# pam_mount & kdm & sudo

## Christian99

Hallo, ich versuche gerade pam_mount für mein encfs verzeichnis einzurichten.

Im Prinzip gehts, nur ein paar kleine unschönheiten/Probleme mit sudo:

wenn ich sudo ausführe, kommt immer: "HXproc_run_async: pmvarrun: Datei oder Verzeichnis nicht gefunden"

pmvarrun ist ins /usr/sbin, was nicht in meinen pfad ist/sein soll, also ganz normal. als lösung habe ich gefunden, pam_mount nicht in system_auth, sondern in system_login zu aktivieren.

für sudo wird dann kein pam_mount mehr aufgerufen. sehr schön.

ABER: kdm mounted auch nicht mehr.

/etc/pam.d/kdm gibts nicht, das naheliegendste ist /etc/pam.d/kde, (hoffe, das ist die richtige datei für kdm) includiert system-auth und nicht system-(local-)login.

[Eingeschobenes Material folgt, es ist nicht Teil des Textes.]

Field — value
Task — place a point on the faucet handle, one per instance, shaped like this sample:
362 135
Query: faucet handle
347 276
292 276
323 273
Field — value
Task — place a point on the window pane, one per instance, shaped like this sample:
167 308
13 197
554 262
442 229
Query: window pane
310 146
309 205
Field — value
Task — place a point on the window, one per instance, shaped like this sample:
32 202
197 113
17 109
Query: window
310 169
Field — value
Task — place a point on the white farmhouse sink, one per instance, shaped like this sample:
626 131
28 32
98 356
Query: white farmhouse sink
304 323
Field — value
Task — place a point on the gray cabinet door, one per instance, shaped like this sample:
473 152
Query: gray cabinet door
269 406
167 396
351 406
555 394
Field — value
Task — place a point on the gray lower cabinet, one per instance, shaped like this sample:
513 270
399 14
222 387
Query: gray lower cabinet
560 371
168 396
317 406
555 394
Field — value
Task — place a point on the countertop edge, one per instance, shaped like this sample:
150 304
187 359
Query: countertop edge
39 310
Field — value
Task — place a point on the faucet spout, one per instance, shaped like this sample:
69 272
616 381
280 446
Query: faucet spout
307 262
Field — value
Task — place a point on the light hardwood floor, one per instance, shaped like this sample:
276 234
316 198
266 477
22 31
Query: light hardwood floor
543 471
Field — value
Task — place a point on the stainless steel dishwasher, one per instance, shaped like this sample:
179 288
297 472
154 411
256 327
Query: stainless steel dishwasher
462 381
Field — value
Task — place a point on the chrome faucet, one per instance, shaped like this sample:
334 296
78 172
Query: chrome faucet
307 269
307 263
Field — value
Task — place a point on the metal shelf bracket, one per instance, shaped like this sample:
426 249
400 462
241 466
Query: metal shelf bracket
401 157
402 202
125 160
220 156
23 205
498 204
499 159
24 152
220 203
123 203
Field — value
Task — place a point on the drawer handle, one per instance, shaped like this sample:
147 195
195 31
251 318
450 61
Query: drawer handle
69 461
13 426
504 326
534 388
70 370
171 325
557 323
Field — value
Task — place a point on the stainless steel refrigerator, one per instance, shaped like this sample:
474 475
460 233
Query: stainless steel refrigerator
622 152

Also logisch, dass pam_mount nicht aufgerufen wird bei grafischen login.

Nun die Frage: weiß jemand ob das einen bestimmten grund hat, dass kdm system-auth und nicht system-login einbindet? ich würde das gerne ändern. dann sollte auch beim grafischen login gemounted werden.

Schöne Grüße

Christian

----------